Ein neues Stück im Dialog mit dem Ort
Auch unsere gewohnte Art, Stücke aus dem Ausland zu sehen, wird verändert. Der Dialog mit dem Ort nimmt bei der Vorbereitung jeder Aufführung eine zentrale Stellung ein, etwa die Frage der Sprache: „Wir müssen eine komplett neue Fassung in der anderen Sprache und mit dem örtlichen Team entwickeln. Ich finde es schade, dass man im Theater normalerweise nur Übertitel sieht. Unser Stück kann für alle Sprachen angepasst werden, weil es vor allem das örtliche Publikum ist, das es inszeniert“, betont Helgard. Und Francisco sagt: „Es ist kein Stück ‚von der Stange‘. Es nimmt sich der Frage nach der Übersetzung an.
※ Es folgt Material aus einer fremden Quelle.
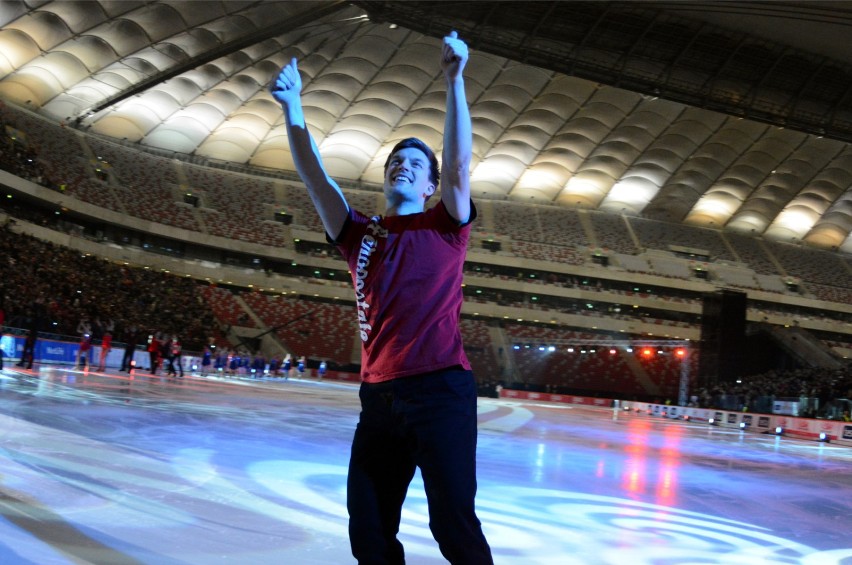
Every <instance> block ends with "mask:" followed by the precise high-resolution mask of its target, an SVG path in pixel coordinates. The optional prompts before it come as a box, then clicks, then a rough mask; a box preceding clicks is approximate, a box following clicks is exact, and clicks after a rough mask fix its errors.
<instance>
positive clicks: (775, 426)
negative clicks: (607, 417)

Eine Übersetzung bedeutet, einen Text zu schaffen, den es in der betreffenden anderen Sprache nicht gab, und wir schaffen hier eine Aufführung, die es in diesem kulturellen Kontext noch nicht gab, und die daher etwas Neues ist.“Für Helgard schließlich „ist es kein Stück, das wir einmal durchspielen und dann wissen, es ist gut und wir können es immer wieder so spielen. Es hängt sehr von den Personen ab, die da sind“. Für Francisco ist „die Mechanik des Stücks selbst die große Herausforderung, Leute zu haben, die nicht nur bereit sind, zuzuschauen, sondern unter den richtigen Bedingungen auch potenziell mitzuwirken“. So darf man gespannt sein auf die Aufführung in Lissabon und darauf, aus unterschiedlichen Blickwinkeln eines der wichtigsten Themen der Gegenwart zu betrachten, den Klimanotstand im Brennglas der von Rimini Protokoll aufbereiteten Erfahrung.